China Travel Basics
What to Do on Your First Day in China
A low-stress arrival plan for mobile data, transport, hotel check-in, payment testing, food, and a gentle first evening in China.

- Last updated
- 2026-06-02
- Best for
- First-time visitors who want a calm arrival plan
- May change
- Airport transport options, app interfaces, hotel procedures, ride-hailing pickup locations, and accommodation registration channels
Quick answer
Your first day in China should be deliberately simple. Get connected, reach your hotel, complete check-in, test a small payment, eat something easy, and rest. Save major sightseeing for tomorrow.
Before leaving the arrival area
Check your phone connection
Confirm that your roaming, travel eSIM, or local SIM is working. Open your hotel screenshot and your mainland-compatible map. Do not leave the airport with your only address buried inside an email you cannot load. Some overseas services may be unavailable or unreliable in the Chinese mainland, which is why offline screenshots matter.

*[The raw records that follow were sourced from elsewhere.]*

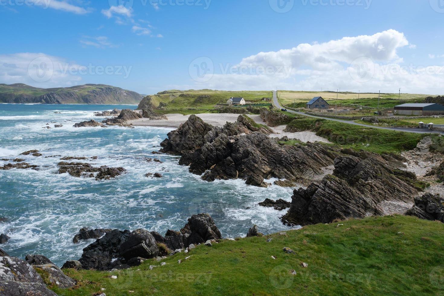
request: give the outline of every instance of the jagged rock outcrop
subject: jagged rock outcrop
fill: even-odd
[[[164,95],[166,94],[163,94]],[[155,109],[155,107],[153,105],[152,98],[151,98],[151,96],[147,95],[140,101],[139,106],[137,106],[137,109],[136,110],[143,110],[143,109],[146,109],[147,110],[152,110]]]
[[[75,281],[66,275],[47,257],[41,255],[28,255],[26,262],[40,274],[44,275],[44,281],[48,284],[66,289],[75,284]]]
[[[265,108],[261,109],[261,117],[270,126],[277,126],[288,124],[292,118],[277,111],[270,111]]]
[[[89,240],[92,238],[98,239],[103,236],[105,233],[110,232],[112,229],[103,229],[102,228],[88,230],[86,227],[83,227],[79,231],[79,233],[74,236],[72,239],[72,242],[77,244],[80,241]]]
[[[99,117],[105,117],[106,116],[113,116],[119,115],[120,114],[121,110],[114,108],[112,111],[103,111],[103,112],[95,112],[94,116]]]
[[[282,221],[303,225],[382,215],[381,202],[410,202],[421,189],[414,174],[393,168],[382,158],[362,154],[367,158],[339,156],[334,175],[295,189]]]
[[[113,230],[84,249],[79,261],[82,268],[86,269],[128,268],[163,254],[165,250],[159,249],[158,243],[175,250],[221,238],[220,232],[210,215],[199,214],[189,219],[180,231],[168,230],[165,237],[143,229],[132,232]],[[63,268],[79,267],[76,261],[67,261]]]
[[[73,126],[74,127],[90,127],[91,126],[102,126],[104,127],[102,123],[97,122],[94,119],[91,119],[89,121],[82,121],[81,122],[76,123]]]
[[[279,198],[276,201],[270,198],[266,198],[265,201],[259,202],[258,205],[261,206],[273,208],[274,209],[277,209],[278,211],[281,211],[289,208],[291,203],[281,198]]]
[[[84,269],[107,270],[120,264],[120,246],[131,233],[114,229],[83,249],[79,261]]]
[[[414,201],[415,205],[406,215],[444,223],[444,199],[439,194],[428,193],[415,197]]]
[[[27,170],[32,169],[37,170],[37,166],[30,165],[27,162],[18,162],[17,163],[8,163],[4,165],[3,166],[0,166],[0,170],[7,170],[11,169],[21,169],[22,170]]]
[[[123,109],[120,111],[120,114],[117,117],[106,119],[102,122],[109,126],[129,126],[131,124],[127,122],[136,120],[141,118],[142,118],[142,116],[139,112],[131,109]]]
[[[143,118],[147,118],[150,120],[168,120],[168,117],[164,115],[157,114],[153,111],[152,109],[143,110],[142,116]]]
[[[18,258],[3,256],[0,256],[0,295],[57,296],[30,265]]]
[[[204,174],[208,181],[242,178],[248,184],[267,186],[270,178],[295,180],[322,173],[338,155],[333,148],[317,144],[283,146],[239,115],[238,121],[214,127],[195,115],[168,134],[161,143],[164,153],[181,155],[179,163],[190,172]]]
[[[59,167],[59,174],[67,173],[73,177],[95,178],[97,180],[115,178],[126,171],[122,167],[110,168],[106,166],[94,167],[89,163],[83,162],[60,162],[57,166]]]

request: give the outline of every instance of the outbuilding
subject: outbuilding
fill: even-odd
[[[394,114],[396,115],[418,116],[444,115],[444,106],[435,103],[403,104],[395,106],[394,109]]]
[[[329,103],[322,97],[315,97],[307,103],[308,109],[328,109],[329,107]]]

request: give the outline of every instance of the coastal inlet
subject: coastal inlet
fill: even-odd
[[[1,249],[19,257],[44,255],[61,266],[79,258],[91,243],[73,243],[82,227],[164,233],[200,213],[210,213],[225,237],[245,236],[254,224],[266,233],[288,229],[279,220],[285,213],[258,204],[267,198],[290,201],[292,188],[247,186],[241,179],[202,180],[179,166],[178,157],[152,154],[173,128],[73,127],[105,119],[93,116],[95,112],[136,107],[0,104],[0,159],[8,160],[0,161],[0,166],[19,158],[37,167],[0,170],[0,218],[6,218],[0,220],[0,233],[11,237]],[[47,126],[52,128],[42,128]],[[33,150],[42,155],[20,155]],[[93,158],[61,160],[67,157]],[[79,178],[59,174],[63,161],[126,170],[110,180]],[[146,177],[155,173],[162,178]]]

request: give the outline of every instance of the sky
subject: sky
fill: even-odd
[[[0,83],[444,94],[444,0],[0,0]]]

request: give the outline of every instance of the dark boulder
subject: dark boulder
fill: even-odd
[[[163,238],[163,237],[159,233],[156,232],[155,231],[151,231],[150,233],[151,233],[151,235],[153,236],[154,239],[157,242],[163,243],[165,242],[165,239]]]
[[[150,259],[157,256],[159,252],[154,237],[147,230],[143,229],[131,232],[120,246],[120,256],[126,260],[136,257]]]
[[[294,190],[282,221],[304,225],[382,215],[381,202],[411,202],[421,189],[414,175],[394,169],[379,156],[362,157],[368,157],[340,156],[334,161],[334,176]]]
[[[0,257],[0,295],[57,296],[31,265],[21,259],[6,256]]]
[[[4,244],[10,239],[11,237],[8,236],[4,233],[2,233],[1,234],[0,234],[0,244]]]
[[[274,209],[277,209],[278,211],[281,211],[289,208],[291,203],[281,198],[276,201],[270,198],[266,198],[265,201],[259,202],[258,204],[261,206],[273,208]]]
[[[415,205],[406,213],[421,219],[444,223],[444,199],[439,194],[426,193],[415,197]]]
[[[100,238],[105,233],[111,232],[112,229],[95,229],[88,230],[88,229],[84,227],[80,229],[79,233],[76,234],[74,238],[72,239],[72,242],[77,244],[79,241],[84,240],[89,240],[91,238]]]
[[[45,264],[54,264],[48,258],[43,255],[27,255],[25,257],[26,262],[32,265],[40,265]]]
[[[83,249],[79,261],[84,269],[107,270],[114,265],[111,261],[120,256],[120,246],[128,239],[129,230],[115,229],[106,233]]]
[[[103,126],[103,125],[94,119],[89,121],[82,121],[73,126],[74,127],[90,127],[91,126]]]

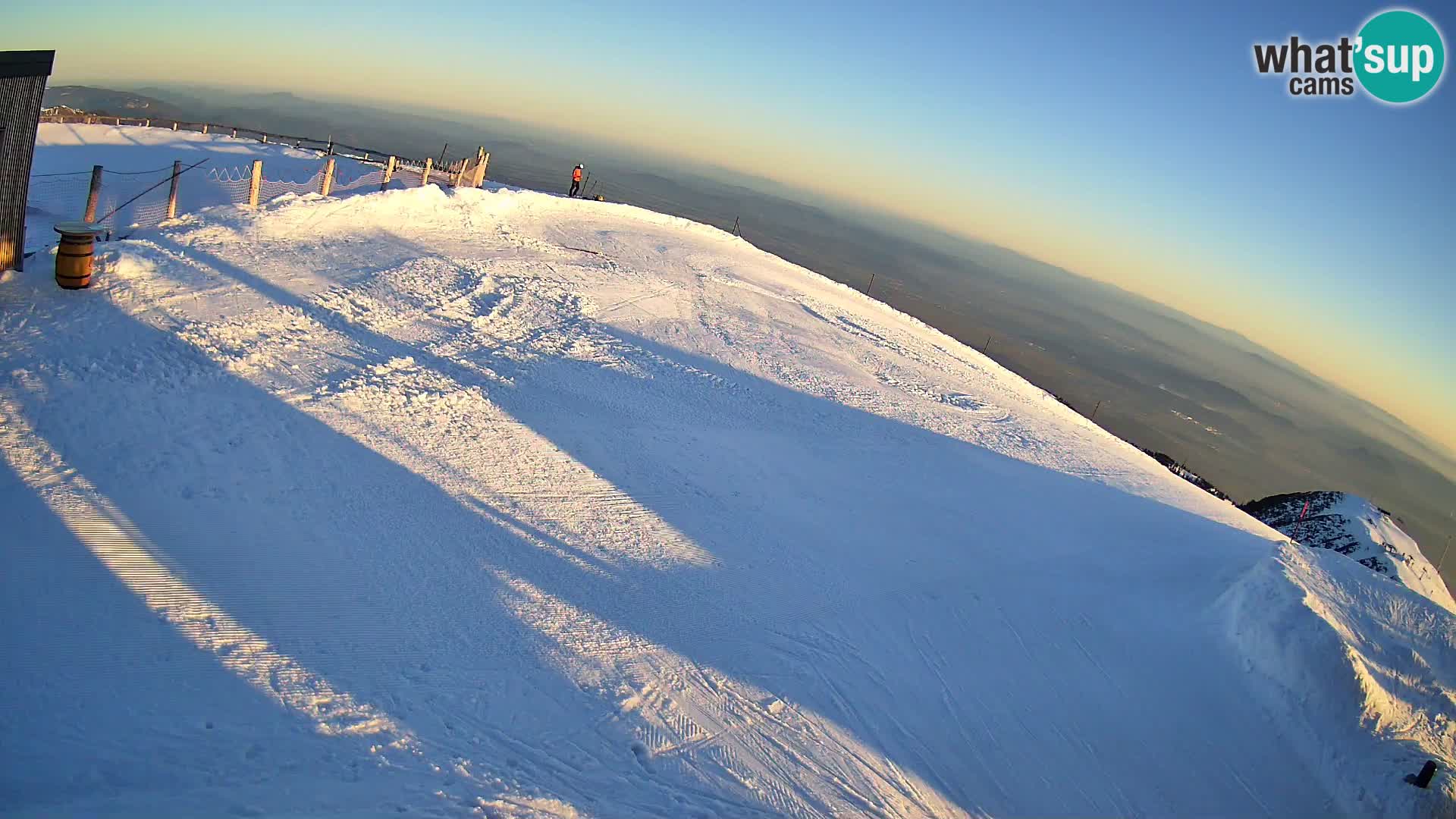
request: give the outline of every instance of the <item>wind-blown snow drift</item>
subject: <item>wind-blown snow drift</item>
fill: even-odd
[[[1249,501],[1241,509],[1306,546],[1340,552],[1456,611],[1446,581],[1415,539],[1390,519],[1389,512],[1363,497],[1291,493]]]
[[[1452,796],[1449,612],[719,230],[424,188],[102,259],[0,284],[0,812]]]

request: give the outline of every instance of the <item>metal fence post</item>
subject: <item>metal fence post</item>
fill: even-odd
[[[182,160],[172,163],[172,192],[167,194],[167,219],[178,217],[178,181],[182,178]]]
[[[253,175],[248,182],[248,204],[249,207],[258,207],[258,191],[264,185],[264,160],[253,160]]]
[[[100,201],[100,165],[92,165],[92,187],[86,191],[86,222],[96,222],[96,203]]]

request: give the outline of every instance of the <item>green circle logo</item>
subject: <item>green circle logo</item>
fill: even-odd
[[[1441,32],[1415,12],[1380,12],[1356,36],[1356,76],[1376,99],[1414,102],[1441,79]]]

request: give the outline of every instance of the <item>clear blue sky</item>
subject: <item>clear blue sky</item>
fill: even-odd
[[[1388,6],[846,6],[19,0],[0,47],[58,48],[63,82],[414,98],[817,188],[1243,332],[1456,446],[1456,86],[1293,99],[1252,67]],[[1411,7],[1450,47],[1456,9]]]

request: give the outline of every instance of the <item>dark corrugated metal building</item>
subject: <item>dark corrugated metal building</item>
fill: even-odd
[[[41,96],[54,51],[0,51],[0,270],[20,270]]]

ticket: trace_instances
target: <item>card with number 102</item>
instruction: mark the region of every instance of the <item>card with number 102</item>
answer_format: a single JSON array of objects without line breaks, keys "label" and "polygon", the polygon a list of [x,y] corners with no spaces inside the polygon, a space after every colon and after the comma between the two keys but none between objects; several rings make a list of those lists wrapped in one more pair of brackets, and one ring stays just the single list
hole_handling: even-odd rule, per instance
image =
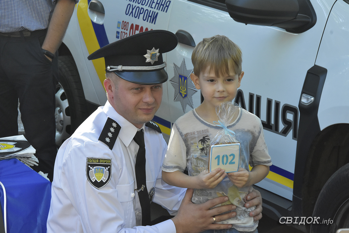
[{"label": "card with number 102", "polygon": [[239,142],[211,145],[210,152],[210,172],[218,167],[224,169],[227,173],[239,170]]}]

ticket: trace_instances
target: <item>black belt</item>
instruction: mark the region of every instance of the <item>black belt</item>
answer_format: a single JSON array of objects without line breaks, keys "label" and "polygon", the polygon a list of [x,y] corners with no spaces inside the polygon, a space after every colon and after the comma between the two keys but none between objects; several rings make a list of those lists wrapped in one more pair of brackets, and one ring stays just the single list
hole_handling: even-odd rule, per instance
[{"label": "black belt", "polygon": [[35,31],[15,31],[12,32],[0,32],[0,36],[5,36],[7,37],[28,37],[30,36],[38,36],[45,35],[46,33],[46,29],[36,30]]}]

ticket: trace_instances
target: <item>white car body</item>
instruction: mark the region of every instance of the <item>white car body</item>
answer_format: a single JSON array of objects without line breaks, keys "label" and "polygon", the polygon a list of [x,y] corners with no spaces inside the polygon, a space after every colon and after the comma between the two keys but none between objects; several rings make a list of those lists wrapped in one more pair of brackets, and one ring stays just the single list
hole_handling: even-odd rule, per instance
[{"label": "white car body", "polygon": [[[269,174],[256,185],[267,191],[262,192],[266,195],[263,196],[265,211],[275,219],[290,213],[294,216],[308,216],[315,203],[307,212],[304,202],[311,198],[306,200],[302,195],[307,179],[316,179],[307,172],[313,166],[310,158],[316,158],[308,153],[311,146],[314,146],[314,138],[328,127],[339,124],[348,127],[349,123],[348,2],[310,0],[316,23],[305,31],[295,33],[276,27],[236,22],[222,9],[222,4],[211,7],[202,4],[205,1],[208,1],[80,0],[63,43],[76,64],[85,98],[96,106],[104,105],[106,101],[102,85],[103,59],[89,61],[87,57],[108,43],[146,28],[174,33],[184,30],[195,44],[203,38],[217,34],[228,36],[243,53],[245,75],[235,101],[260,118],[273,161]],[[89,9],[92,2],[98,7],[103,6],[104,13]],[[201,103],[200,91],[195,89],[190,77],[194,47],[179,42],[164,57],[169,81],[164,84],[162,104],[154,120],[166,139],[176,120]],[[306,114],[303,114],[300,109],[304,107],[300,99],[305,91],[309,94],[303,85],[307,72],[314,66],[325,68],[327,75],[320,96],[318,93],[315,97],[319,101],[321,97],[318,110],[313,113],[318,119],[319,128],[309,137],[307,134],[313,127],[307,129],[304,126],[310,125],[312,121],[307,121],[307,118],[300,122]],[[179,75],[187,78],[185,88],[179,86]],[[311,138],[310,141],[306,141],[307,138]],[[300,140],[305,146],[301,144]],[[308,150],[302,152],[303,148]],[[301,156],[302,153],[304,153]],[[327,168],[323,165],[319,169]],[[334,171],[330,176],[336,170],[332,169]],[[318,188],[321,190],[328,178]],[[318,194],[313,199],[316,200]],[[298,226],[305,230],[301,227]]]}]

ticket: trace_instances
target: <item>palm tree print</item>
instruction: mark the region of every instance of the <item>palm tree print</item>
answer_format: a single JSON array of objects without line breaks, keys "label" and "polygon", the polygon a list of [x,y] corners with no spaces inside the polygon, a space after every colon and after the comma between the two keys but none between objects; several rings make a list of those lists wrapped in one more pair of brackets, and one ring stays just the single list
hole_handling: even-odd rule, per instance
[{"label": "palm tree print", "polygon": [[199,140],[199,142],[201,143],[201,145],[202,146],[202,147],[200,149],[200,151],[201,152],[203,152],[206,156],[207,156],[207,148],[209,146],[209,145],[207,145],[207,142],[209,140],[209,138],[206,138],[208,137],[208,135],[204,136],[202,139]]}]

Keep your hotel address ready
Save:
- Hotel name in English and Chinese.
- Full address in Chinese.
- Hotel phone number.
- Booking confirmation.
A screenshot is ideal. You can show it to staff or a driver even if a login fails.
Choose the easiest route to your hotel
Your best route depends on the city, arrival time, luggage, and energy level. For a first arrival, convenience matters more than proving you can navigate a complicated interchange after a long flight.
The Chinese government's 2025 guide lists Alipay, WeChat, and DiDi-Greater China for ride-hailing. It also says Trip.com can be used to reserve airport shuttle services. If you use ride-hailing, follow official airport or station signs to the designated pickup area. Ignore unsolicited ride offers and use official taxi queues or the pickup location shown in your app.
Public transport can be excellent when the route is simple and you still feel alert. Keep RMB cash or a physical card as backup.
Check in and handle accommodation registration
At a hotel, present your passport or other valid travel document at reception. The hotel handles accommodation registration.
If you stay in a private home or another place that is not a hotel, you or your host must complete registration within 24 hours after arrival. The National Immigration Administration announced an online-registration pilot in March 2026 for Hebei, Liaoning, Zhejiang, Hubei, Guangxi, Chongqing, and Sichuan through official channels including the NIA platform and `NIA 12367` services. Outside the pilot areas, check the local public security registration process. Register again when your accommodation details change.
Test one small payment
Buy water, a snack, or another inexpensive item. Test Alipay or WeChat Pay without a queue behind you. If a payment fails, switch to your backup instead of troubleshooting while tired. Keep a physical card and some RMB cash for backup.
Read How to Pay in China as a Foreigner.
Eat an easy first meal
Choose somewhere forgiving: a mall restaurant, a hotel-adjacent restaurant, or a place with photos. Use a translated menu, point politely, and avoid turning your first dinner into a research expedition.
Read How to Order Food in China Without Speaking Chinese.
Do a five-minute setup for tomorrow
- Check tomorrow's weather.
- Save the route to your first attraction or station.
- Charge your phone and power bank.
- Put your passport somewhere secure.
- Confirm any timed ticket or train booking.
- Keep a little cash and your hotel address with you.
What not to schedule
- A tightly timed attraction reservation immediately after landing.
- A long cross-city journey with several transfers unless necessary.
- An early intercity train after a late-night arrival.
- A full day of sightseeing before sleep.